Electoral board will not certify Kurdish mayoral candidates previously dismissed by decree
Turkey’s Supreme Electoral Board (YSK) has ruled that district mayors elected in this year’s March 31 local elections who had previously been stripped of office by presidential decree will not be allowed to take up office.
The second placed candidates will be awarded the mayor’s seat instead, Turkish independent news site Gazete Duvar reported on Wednesday.
The decision will affect four candidates from the pro-Kurdish Peoples’ Democratic Party (HDP). A report on Wednesday said 48 out of 70 HDP candidates who won on March 31 have still not received their official election certification.
According to the YSK’s ruling, the HDP’s candidates for the Bağlar district in the south eastern city of Diyarbakır, and Tuşba, Çaldıran and Edremit districts in Van in eastern Turkey will not receive their certification.

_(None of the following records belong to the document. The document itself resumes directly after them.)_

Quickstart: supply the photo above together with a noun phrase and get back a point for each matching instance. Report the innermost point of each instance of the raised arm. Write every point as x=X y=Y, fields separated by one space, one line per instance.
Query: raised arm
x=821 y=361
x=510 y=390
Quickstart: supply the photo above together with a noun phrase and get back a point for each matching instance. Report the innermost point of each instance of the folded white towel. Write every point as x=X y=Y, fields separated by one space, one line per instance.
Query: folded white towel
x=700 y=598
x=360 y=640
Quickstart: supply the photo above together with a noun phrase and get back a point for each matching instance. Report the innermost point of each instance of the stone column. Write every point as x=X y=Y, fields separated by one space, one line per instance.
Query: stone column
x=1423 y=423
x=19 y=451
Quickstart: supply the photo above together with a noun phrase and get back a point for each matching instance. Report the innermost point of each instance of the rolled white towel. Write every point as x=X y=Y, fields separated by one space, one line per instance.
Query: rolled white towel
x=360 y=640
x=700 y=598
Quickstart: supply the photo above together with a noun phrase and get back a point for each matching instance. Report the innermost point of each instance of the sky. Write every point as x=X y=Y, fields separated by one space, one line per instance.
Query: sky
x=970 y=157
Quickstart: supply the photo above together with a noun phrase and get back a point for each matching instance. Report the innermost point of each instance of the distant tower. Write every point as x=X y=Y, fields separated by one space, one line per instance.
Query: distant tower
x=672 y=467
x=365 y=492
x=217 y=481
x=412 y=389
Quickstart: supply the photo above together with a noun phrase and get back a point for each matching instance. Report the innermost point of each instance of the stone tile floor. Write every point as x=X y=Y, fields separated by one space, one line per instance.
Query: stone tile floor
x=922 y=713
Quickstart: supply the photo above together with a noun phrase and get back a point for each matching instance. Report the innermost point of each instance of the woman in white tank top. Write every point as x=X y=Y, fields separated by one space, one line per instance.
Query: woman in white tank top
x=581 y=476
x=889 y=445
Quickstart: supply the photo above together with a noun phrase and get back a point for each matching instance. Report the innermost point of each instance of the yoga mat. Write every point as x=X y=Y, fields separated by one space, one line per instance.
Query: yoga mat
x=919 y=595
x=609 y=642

In Edremit, Tuşba and Çaldıran the ruling Justice and Development Party (AKP)’s candidates were runners-up and will be awarded the mayor’s positions, HaberTürk reported.
The AKP candidate was also the runner up in Bağlar, where the HDP won 70 percent of votes to the AKP’s 25.4 percent.
The candidates who are now being denied their victories by the YSK were approved to run in the elections by the same institution early in March.
The HDP’s candidate for Bağlar, Zeyyat Ceylan, was like thousands of other Turks dismissed from his teaching position by presidential decree during a two-year state of emergency implemented after the July 2016 coup attempt.
The AKP government said the thousands of public workers dismissed during the state of emergency were linked to terrorist movements. However, critics argue the ruling party used its enhanced powers to purge opposition elements.
People dismissed by decree have a mark added to their official records, making it nearly impossible to be employed in the public sector. However, the YSK allowed candidates dismissed by decree to run in the parliamentary elections last June and take office.
The HDP has been under extreme pressure since 2015, when a peace process between the AKP government and the Kurdistan Workers’ Party (PKK) broke down, leading to a return to decades of fighting between Turkish state forces and militants seeking Kurdish self-rule.
During the previous period of local administrations elected in 2014, the ruling party removed 94 HDP mayors from office and replaced HDP administrations in 98 out of the party’s 102 municipalities, accusing the HDP politicians of links to the PKK.
In the run-up to the March 31 elections, AKP leader and President of Turkey Recep Tayyip Erdoğan said he would again replace elected mayors deemed to be PKK-linked with government appointees.